Supplemental Discussion:
I am designing a Fox-hunt transmitter for the 70-cm band. I'm developing it to produce a range of tones in sequence, such as 440 Hz for 500 ms, 740 for 300 ms, 2200 Hz for 300 ms, etc. These are square-wave tones generated on a microcontroller and fed to a FSK transceiver module which is configured for direct modulation. The transceiver is configured for 5 kHz deviation. Thus, when an amateur radio HT is tuned to the FM center frequency, the tones can be heard.

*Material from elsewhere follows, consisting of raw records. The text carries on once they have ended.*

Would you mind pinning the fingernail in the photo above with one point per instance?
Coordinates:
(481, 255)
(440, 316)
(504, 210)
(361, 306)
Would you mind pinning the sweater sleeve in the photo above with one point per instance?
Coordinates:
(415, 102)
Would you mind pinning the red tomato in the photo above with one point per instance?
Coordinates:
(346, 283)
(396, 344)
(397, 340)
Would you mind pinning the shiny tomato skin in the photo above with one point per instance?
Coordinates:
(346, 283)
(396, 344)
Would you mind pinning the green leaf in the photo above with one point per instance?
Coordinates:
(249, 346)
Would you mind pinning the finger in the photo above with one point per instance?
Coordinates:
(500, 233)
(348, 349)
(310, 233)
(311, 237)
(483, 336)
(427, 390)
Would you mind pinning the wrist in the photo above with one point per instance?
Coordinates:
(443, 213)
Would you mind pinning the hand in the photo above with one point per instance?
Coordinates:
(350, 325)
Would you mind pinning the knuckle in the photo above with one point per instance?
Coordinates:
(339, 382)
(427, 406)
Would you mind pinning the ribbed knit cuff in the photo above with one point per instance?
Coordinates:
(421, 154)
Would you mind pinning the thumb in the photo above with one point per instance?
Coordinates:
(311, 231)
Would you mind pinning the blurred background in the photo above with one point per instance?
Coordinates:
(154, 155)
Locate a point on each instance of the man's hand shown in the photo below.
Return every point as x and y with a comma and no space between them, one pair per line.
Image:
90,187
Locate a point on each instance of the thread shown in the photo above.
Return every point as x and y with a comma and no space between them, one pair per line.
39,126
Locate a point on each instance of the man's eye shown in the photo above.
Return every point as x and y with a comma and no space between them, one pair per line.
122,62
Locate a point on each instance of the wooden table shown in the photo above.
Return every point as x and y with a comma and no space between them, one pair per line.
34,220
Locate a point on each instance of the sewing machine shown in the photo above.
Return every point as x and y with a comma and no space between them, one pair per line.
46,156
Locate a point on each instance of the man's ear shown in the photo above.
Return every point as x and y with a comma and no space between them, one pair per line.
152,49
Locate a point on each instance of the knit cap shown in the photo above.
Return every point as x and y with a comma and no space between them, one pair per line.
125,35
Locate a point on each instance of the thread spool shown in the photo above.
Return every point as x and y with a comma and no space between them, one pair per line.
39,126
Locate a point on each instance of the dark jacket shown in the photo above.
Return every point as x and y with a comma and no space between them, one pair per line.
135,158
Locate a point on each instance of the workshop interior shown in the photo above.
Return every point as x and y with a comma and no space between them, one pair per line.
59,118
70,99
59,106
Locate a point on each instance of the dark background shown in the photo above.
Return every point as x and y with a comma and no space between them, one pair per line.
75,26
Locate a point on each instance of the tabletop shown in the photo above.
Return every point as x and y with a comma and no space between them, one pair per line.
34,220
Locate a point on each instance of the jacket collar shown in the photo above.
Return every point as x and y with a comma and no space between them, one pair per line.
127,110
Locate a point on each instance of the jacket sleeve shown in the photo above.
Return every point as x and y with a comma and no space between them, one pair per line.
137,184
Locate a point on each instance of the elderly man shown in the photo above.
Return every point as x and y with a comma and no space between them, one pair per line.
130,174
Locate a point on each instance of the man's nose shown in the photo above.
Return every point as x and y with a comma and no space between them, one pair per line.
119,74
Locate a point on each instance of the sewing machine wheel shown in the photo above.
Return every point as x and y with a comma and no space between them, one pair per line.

The prime design goal is for this to be heard as far away as possible, which means making the signal as unique and identifiable as possible for a human listener. This basically means finding the best signal-to-noise ratio in the audible spectrum, the signal being the tone(s) and the noise being the background static present at the given tone frequency. According to this document, the human ear is most attuned to tones around 3 kHz at the threshold of hearing. Thus, it would make sense to use 3 kHz tones exclusively. However, as I have experimented with white noise mixed with various tones (using Audacity), it seems that the range from 300 Hz to 2 kHz is more conducive for identifying the tone from the background noise. Thus I'm somewhat stumped. I've found a few videos of Fox-hunt transmitters in action, but these offer no consensus on tones or pattern.
There is one precedent I am aware of which does define a set of parameters for radio direction finding: Aircraft Emergency Location Transmitters. According to Industry Canada RS-287 Section 5.3(a), 121.5 MHz aircraft radio distress beacons sweep down from between 1600 Hz and 300 Hz, covering no less than 700 Hz of this range. The document does not reference any research or reason for the range chosen.
I am also familiar with the Emergency Alert System's dual-tone alert, which is the combination of 853 Hz and 960 Hz sine waves. This irritating tone gets your attention, but I'm not sure if it is relevant to radio, and as it is a composite tone, generating it with my microcontroller will add more complexity to the system.